Ich staunte über die köstliche Verlogenheit dieses Volkes. Es gibt keine Geschichte, die sie zur Verherrlichung ihres kleinen Landes nicht erfinden würden. Gestern wollte mir erst ein dicker Armenier einreden, daß die christliche Maras-Kirche in Schuscha fünftausend Jahre alt sei.

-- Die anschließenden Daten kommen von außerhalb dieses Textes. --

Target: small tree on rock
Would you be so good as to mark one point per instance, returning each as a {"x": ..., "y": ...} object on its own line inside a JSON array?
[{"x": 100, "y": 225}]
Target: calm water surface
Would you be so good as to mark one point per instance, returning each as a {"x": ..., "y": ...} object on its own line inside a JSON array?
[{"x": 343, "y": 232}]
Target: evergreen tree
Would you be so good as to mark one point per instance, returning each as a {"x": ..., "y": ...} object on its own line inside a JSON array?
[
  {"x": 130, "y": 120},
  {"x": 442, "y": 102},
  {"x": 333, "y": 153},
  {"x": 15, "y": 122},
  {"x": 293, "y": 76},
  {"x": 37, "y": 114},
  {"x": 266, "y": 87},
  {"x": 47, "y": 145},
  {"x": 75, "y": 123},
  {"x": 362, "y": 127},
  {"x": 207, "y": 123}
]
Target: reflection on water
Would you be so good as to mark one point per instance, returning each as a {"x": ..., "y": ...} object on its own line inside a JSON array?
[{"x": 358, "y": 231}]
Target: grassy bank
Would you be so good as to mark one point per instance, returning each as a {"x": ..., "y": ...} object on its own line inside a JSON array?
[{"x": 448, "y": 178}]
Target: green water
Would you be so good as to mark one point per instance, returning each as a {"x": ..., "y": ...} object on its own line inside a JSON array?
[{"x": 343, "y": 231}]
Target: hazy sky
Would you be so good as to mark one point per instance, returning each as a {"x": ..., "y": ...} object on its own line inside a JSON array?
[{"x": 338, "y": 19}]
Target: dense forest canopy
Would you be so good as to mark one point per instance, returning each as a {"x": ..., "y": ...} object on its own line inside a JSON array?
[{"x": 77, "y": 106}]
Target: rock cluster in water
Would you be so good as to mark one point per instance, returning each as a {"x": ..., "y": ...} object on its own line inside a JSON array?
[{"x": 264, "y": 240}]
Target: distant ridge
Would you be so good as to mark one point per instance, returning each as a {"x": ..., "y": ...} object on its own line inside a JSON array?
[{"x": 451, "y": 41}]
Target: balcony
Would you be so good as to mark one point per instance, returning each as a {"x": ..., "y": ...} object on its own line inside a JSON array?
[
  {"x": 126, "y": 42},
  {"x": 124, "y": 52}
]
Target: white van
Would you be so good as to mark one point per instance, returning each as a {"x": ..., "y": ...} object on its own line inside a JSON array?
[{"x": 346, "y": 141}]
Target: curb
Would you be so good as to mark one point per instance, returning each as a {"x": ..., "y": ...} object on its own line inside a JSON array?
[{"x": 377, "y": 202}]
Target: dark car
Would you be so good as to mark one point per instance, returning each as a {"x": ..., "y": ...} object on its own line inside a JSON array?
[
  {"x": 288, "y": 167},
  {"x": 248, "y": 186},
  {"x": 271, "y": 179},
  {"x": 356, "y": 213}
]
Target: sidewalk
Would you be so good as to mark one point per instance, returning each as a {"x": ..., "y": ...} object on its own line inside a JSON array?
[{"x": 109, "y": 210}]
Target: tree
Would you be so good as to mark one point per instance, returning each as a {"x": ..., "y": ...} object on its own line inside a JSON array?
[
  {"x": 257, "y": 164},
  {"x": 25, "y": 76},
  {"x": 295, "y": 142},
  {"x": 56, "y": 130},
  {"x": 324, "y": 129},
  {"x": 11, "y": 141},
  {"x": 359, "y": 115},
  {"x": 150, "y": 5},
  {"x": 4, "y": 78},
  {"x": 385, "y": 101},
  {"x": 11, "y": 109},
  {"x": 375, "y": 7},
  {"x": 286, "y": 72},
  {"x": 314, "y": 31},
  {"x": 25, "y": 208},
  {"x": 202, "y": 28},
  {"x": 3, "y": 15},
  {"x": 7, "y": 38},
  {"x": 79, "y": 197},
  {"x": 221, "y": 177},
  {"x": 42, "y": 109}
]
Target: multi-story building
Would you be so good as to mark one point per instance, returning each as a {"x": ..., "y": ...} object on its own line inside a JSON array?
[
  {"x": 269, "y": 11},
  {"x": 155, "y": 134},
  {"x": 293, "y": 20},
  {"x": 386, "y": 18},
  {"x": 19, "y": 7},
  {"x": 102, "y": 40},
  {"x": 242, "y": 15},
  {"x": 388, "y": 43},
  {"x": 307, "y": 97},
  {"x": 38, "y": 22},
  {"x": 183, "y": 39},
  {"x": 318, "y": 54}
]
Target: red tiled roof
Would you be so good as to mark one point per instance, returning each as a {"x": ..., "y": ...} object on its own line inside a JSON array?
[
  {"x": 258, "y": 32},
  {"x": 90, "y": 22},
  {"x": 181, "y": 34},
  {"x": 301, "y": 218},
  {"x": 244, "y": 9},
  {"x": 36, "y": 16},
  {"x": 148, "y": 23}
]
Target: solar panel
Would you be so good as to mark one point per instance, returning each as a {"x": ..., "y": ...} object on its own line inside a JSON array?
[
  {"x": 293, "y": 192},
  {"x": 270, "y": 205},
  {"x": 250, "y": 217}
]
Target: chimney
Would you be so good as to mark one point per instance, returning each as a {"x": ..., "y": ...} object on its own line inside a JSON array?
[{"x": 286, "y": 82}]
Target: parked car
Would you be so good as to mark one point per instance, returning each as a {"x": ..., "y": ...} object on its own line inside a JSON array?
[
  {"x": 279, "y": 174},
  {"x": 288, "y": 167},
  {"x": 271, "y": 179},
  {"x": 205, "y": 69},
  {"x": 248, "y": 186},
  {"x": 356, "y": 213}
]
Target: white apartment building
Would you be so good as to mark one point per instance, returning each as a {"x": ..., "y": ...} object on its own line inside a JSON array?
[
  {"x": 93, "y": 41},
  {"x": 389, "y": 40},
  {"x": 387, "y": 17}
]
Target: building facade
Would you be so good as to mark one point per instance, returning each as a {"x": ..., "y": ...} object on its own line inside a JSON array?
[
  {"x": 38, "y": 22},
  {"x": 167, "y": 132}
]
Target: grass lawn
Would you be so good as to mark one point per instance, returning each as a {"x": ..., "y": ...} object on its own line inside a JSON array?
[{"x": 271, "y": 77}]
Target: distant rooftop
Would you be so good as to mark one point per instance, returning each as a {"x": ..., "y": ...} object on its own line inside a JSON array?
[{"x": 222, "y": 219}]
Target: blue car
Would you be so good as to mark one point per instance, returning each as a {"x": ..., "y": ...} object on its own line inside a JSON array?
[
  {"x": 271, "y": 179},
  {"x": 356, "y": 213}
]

»Lüg doch nicht so«, sagte ich ihm, »das ganze Christentum ist noch keine zweitausend Jahre alt. Eine christliche Kirche kann doch nicht vor Christus erbaut worden sein.«

Der Dicke war sehr beleidigt und sagte vorwurfsvoll:

»Natürlich, du bist ein Mensch mit Bildung. Aber laß dich von einem alten Mann belehren: bei andern Völkern ist das Christentum möglicherweise erst zweitausend Jahre alt. Uns, das Volk von Karabagh, erleuchtete aber der Heiland schon dreitausend Jahre früher. So ist es.«

Fünf Minuten später erzählte mir derselbe Mann seelenruhig, daß der französische Marschall Murat ein Armenier aus Schuscha war. Er sei als Kind nach Frankreich gegangen, um auch dort den Namen Karabaghs berühmt zu machen.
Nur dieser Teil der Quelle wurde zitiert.